Gruppo Telecom Italia

La strategia


La comunicazione rappresenta il passato, il presente e il futuro di Telecom Italia. A cambiare è la prospettiva del business. E quella futura è focalizzata sul concetto di “vita digitale” e di “esperienze digitali sempre più avanzate” rese possibili dall’evoluzione tecnologica, dall’UltraBroadBand e dalla diffusione di nuovi servizi che contribuiscono alla crescita sostenibile dell’economia e al miglioramento della qualità di vita dei cittadini.

"Perchè il cambiamento avvenga, dovremo rimanere fedeli alla nostra funzione primaria, che è quella di far comunicare le persone, adottando però un deciso cambio di prospettiva. Sarà necessario spostare il focus sul concetto di vita digitale, guardando a tutti i nostri clienti: individui, imprese e pubblica amministrazione."  Marco Patuano, Amministratore Delegato Telecom Italia

Telecom Italia si propone di prendere parte alla trasformazione digitale in corso, confermando il proprio ruolo storico di motore della modernizzazione del Paese, favorendo il conseguimento degli obiettivi posti dall’Agenda Digitale Europea e partecipando anche alla trasformazione del Brasile, asset strategico e secondo mercato di riferimento del Gruppo.

In questo scenario è essenziale accrescere l’impegno negli investimenti sulle reti di nuova generazione e sull’innovazione, come prevede infatti il piano industriale 2014-2016, pur nell’ottica di continua attenzione a costi, ricerca di efficienze e di flessibilità finanziaria (anche tramite operazioni straordinarie, mirate alla valorizzazione delle torri in Italia e in Brasile).

Il nuovo piano darà anche forte impulso ad un’offerta unica e distintiva fatta di convergenza dei servizi e di elevata qualità, anche grazie ad accordi strategici con content provider (Sky) e gestori di carte di credito (Visa). Simili accordi sposteranno il focus del Gruppo dalla tradizionale comunicazione tra singoli a una vita digitale che coinvolga gli individui, le imprese e la pubblica amministrazione.

Il triennio 2014-2016 vede investimenti pari a circa 14 miliardi di euro, di cui 9 miliardi destinati all’Italia.
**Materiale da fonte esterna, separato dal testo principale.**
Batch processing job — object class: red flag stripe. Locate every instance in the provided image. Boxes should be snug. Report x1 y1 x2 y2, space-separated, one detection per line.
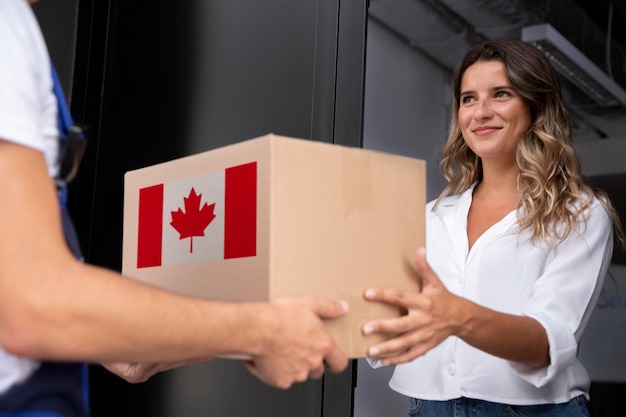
137 184 163 268
224 162 257 259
Sul nostro mercato 3,4 miliardi saranno dedicati esclusivamente allo sviluppo di asset innovativi, quasi tre volte di più rispetto al precedente piano: 1,8 miliardi sono per lo sviluppo della banda larga fissa attraverso tecnologia Fiber-to-the-Cabinet e Fiber-to-the-Home, 900 milioni per le reti UltraBroadBand mobili e 700 milioni per le soluzioni di cloud computing e l’infrastruttura internazionale di Sparkle.

Grazie a tutto ciò, Telecom Italia intende tenere il passo con l’Agenda Digitale e garantire, a fine piano, una copertura UltraBroadbBand al 50% della popolazione italiana su rete fissa (NGAN ovvero Next Generation Access Network) e all’80% su rete mobile (LTE ovvero Long Term Evolution): a fine 2013, la fibra ottica è presente in 42 città, mentre TIM ha raggiunto,con il servizio 4G LTE, il 50% di copertura (651 comuni), la più estesa del Paese.

In questo scenario e in un’ottica di crescita sostenibile del territorio, Telecom Italia ha anche rinnovato l’impegno a sviluppare reti di nuova generazione non solo nelle grandi città e nei  distretti industriali, ma anche nelle cosiddette “aree bianche”, cioè quelle aree in cui l’orizzonte temporale per il ritorno degli investimenti risulta così lungo da non incentivare gli operatori a realizzare le infrastrutture.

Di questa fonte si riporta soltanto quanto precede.